Le CISCO, en plus du partage d'expériences à travers le brassage des apôtres, prophètes, docteurs, évangélistes Laïcs... privilégie aussi la culture de l'esprit de collaboration pour une large propagation de l'Evangile. C'est pour cette raison que les participants viennent d'horizons divers. Il s'agit du Togo, Bénin, Guinée Conakry, Mali, Niger, Nigeria, Côte d'Ivoire, France, Suisse, Etats Unis, Italie et naturellement du Burkina Faso. Pendant 3 jours, ils auront des communications qui se recoupent toutes en ce thème axial : "Rafraîchissement de la vie, renouvellement du ministère, Réveil dans la vie locale" . En plus du pasteur Karambiri, des orateurs tels Top Topper, Steve Parker (USA), Gilbert Kaboré, Enock Paré, Papa François et Maman Rebeca (BF) mettront aussi le pied à l'étrier.
L'orateur principal souhaite qu'au sortir de la conférence, le peuple de Dieu soit foncièrement transformé pour répondre à sa vocation première : être sel et lumière dans le monde.

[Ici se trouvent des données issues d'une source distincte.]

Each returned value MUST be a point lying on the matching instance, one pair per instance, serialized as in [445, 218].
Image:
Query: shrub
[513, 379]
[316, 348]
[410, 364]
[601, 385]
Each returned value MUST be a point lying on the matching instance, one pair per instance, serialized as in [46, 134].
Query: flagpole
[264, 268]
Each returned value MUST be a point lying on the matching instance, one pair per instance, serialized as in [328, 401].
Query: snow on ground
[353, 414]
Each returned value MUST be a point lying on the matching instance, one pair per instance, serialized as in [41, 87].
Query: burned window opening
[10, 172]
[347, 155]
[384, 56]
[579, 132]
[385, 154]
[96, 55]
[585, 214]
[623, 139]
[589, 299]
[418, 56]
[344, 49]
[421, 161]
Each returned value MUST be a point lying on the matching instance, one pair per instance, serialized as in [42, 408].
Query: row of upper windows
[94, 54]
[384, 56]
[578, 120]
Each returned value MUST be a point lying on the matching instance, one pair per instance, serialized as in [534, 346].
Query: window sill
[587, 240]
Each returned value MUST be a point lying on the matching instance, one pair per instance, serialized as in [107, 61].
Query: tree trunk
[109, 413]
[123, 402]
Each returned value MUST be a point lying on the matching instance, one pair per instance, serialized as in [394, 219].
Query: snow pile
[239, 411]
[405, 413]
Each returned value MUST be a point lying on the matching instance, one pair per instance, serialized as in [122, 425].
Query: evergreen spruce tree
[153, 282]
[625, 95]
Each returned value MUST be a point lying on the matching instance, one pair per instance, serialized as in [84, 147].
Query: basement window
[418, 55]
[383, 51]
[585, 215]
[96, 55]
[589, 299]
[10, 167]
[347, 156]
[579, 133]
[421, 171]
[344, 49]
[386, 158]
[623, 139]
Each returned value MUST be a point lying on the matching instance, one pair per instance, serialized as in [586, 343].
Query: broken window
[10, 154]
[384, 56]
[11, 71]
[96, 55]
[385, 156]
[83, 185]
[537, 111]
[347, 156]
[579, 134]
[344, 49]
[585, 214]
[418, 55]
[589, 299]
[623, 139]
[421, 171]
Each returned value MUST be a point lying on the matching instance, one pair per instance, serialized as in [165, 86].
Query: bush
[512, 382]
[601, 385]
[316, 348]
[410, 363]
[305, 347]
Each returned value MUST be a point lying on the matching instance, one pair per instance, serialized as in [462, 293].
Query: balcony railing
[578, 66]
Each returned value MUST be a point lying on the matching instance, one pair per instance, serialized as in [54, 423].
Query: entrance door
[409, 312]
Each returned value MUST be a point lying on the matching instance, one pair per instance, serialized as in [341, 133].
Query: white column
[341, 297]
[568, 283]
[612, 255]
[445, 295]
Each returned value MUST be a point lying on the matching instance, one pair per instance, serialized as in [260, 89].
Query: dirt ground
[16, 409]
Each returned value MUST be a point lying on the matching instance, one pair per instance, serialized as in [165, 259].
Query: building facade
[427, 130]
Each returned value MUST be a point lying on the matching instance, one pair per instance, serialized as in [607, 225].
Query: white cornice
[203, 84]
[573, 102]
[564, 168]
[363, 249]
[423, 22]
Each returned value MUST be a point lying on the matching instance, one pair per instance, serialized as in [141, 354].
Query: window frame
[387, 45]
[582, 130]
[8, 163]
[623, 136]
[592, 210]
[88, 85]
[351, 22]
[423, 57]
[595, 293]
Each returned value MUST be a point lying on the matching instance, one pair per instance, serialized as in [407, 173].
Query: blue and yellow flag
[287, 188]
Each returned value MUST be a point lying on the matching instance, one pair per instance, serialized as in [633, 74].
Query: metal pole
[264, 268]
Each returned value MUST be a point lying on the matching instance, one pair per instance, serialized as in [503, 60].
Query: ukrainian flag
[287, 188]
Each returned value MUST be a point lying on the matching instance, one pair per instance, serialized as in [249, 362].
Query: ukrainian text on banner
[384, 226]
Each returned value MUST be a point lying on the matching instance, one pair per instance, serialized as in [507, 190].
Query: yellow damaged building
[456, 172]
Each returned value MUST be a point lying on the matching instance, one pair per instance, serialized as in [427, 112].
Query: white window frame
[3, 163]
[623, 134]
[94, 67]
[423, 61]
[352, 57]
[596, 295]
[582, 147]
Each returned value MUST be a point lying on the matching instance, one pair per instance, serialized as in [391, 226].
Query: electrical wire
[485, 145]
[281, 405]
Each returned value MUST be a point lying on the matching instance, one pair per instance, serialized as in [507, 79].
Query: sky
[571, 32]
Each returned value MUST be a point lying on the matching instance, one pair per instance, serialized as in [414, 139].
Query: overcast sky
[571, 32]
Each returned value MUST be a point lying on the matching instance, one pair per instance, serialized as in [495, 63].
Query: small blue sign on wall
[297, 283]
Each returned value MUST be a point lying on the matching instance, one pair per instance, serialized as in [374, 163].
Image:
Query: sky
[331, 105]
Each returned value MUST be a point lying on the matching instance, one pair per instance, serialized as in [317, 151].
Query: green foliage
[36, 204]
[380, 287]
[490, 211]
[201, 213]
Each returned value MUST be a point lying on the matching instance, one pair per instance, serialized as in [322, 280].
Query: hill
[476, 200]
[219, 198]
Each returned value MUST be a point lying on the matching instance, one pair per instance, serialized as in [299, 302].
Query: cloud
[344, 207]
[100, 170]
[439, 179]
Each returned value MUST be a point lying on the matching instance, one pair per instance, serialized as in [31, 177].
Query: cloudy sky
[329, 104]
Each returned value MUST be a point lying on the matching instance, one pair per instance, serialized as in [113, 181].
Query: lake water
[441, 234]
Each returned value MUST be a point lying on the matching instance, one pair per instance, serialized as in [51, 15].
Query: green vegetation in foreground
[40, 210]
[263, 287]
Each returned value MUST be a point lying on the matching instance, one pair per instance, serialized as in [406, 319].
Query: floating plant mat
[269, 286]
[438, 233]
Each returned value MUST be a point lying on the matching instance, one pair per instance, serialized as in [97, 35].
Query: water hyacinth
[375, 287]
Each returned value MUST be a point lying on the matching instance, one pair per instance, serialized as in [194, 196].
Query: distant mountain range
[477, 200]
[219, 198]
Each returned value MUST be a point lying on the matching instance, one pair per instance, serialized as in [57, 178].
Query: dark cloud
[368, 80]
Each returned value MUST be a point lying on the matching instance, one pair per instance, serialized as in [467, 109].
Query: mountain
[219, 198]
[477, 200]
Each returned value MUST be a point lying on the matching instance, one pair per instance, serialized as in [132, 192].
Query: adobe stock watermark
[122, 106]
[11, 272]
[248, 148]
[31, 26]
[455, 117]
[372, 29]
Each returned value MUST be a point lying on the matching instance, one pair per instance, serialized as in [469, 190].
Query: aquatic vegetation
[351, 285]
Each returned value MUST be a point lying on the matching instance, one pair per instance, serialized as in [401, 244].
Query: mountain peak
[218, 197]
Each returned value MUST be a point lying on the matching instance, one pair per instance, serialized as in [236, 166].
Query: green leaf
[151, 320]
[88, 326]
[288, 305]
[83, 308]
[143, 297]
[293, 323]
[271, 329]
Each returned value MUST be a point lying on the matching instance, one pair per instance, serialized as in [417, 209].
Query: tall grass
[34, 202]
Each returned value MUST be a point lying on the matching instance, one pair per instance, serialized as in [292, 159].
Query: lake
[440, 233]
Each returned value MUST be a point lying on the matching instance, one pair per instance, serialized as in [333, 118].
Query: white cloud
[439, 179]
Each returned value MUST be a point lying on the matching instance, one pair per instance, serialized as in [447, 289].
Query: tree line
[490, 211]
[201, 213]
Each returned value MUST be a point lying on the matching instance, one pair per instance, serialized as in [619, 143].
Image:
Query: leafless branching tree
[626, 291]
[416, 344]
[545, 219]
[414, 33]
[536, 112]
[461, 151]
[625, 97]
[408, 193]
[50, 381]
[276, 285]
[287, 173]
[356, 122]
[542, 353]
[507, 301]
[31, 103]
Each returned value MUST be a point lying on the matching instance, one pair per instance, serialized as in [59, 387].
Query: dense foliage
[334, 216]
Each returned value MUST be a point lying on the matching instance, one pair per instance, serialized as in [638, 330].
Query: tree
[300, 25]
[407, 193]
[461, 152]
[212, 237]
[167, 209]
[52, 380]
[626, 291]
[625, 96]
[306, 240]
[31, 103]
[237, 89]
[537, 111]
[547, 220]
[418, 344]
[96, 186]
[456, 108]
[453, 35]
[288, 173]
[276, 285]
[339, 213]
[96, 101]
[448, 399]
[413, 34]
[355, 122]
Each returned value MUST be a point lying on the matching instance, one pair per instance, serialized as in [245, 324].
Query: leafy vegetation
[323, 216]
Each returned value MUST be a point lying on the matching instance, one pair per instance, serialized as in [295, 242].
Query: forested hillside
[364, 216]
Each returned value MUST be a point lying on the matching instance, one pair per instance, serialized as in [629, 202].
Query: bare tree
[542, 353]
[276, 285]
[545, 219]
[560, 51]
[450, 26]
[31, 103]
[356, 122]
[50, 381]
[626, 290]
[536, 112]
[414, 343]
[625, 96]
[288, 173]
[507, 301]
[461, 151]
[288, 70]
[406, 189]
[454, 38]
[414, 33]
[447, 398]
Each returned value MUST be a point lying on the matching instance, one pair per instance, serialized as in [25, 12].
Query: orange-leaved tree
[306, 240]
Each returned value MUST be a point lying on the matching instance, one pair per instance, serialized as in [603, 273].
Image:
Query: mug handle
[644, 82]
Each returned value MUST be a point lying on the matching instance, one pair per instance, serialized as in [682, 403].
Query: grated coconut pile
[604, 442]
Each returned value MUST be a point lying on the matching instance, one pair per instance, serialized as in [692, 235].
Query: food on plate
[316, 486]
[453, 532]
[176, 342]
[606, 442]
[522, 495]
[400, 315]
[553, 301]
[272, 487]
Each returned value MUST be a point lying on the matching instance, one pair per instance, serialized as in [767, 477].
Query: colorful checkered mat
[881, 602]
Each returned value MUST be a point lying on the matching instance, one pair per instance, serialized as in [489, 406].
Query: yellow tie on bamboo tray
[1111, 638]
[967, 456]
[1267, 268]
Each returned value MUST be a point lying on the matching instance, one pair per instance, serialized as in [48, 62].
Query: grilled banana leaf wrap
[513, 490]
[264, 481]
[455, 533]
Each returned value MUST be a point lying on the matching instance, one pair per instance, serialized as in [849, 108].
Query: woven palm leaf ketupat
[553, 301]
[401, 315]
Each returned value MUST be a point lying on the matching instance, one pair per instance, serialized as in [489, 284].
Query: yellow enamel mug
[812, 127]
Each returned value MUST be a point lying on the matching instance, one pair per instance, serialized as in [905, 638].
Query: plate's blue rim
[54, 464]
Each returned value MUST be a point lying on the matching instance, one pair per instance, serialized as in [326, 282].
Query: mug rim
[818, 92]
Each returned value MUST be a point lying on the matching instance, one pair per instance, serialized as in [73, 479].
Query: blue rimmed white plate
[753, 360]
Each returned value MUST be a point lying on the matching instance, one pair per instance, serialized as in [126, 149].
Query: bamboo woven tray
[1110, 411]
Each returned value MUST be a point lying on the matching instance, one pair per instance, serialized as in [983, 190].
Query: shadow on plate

Pour une chrétienneté responsable
En vue d'atteindre cet objectif, le pasteur Mamadou Philippe Karambiri a, dans sa note d'introduction, rappelé quelques principes fondamentaux de la vie du chrétien. Dans les relations professionnelles, le chrétien à son avis devrait être " un employé exemplaire qui aime et pratique la justice" . Devant le matérialisme, le serviteur de Dieu a l'obligation de rester maître de lui-même. Ce d'autant plus que selon le pasteur Karambiri "l'amour de l'argent enchaîne ses disciples, en fait des victimes". Les biens matériels ont certes leur raison d'être , mais l'homme ne doit pas se déliter dans le soap opéra. Il devrait absolument éviter de se ridiculiser, de se dénigrer en laissant ces biens régner sur le trône de son coeur.
Oui pour un putsch mais...
Parlant de l'environnement sociopolitique actuel du Burkina, le pasteur Karambiri déplorera le fait que "des actes qui n'honorent point Dieu" aient été commis par les hommes de Dieu. Pour arrêter cette "dérive", la piste à suivre à son avis serait l'humilité, la modestie et l'intégrité. "L'humilité précède la gloire, mais l'orgueil et l'ambition démesurée précèdent la chute", a-t-il martelé. Il a donc invité l'ensemble des serviteurs et servantes à rejeter toute forme de violence. Aucune définition extra biblique du putsch ne devrait figurer dans leur vocabulaire.
La seule et unique acception du putsch selon le pasteur Karambiri, est la suivante :
P : Prêcher /prier
U : Unité
T : Tolérance
S : Serviabilité/sainteté
C : Compassion, courage
H : Humilité/honnêteté
Il a terminé son intervention ainsi : "Que la grâce de Dieu aide chacun à prêcher, prier dans l'unité , la tolérance , en se rendant serviable aux autres dans la sainteté , rempli de compassion, de courage et vivant dans l'humilité et l'honnêteté devant Dieu et les hommes.
"Amen" , a répondu l'assemblée estimée entre 5000 et 6000 personnes.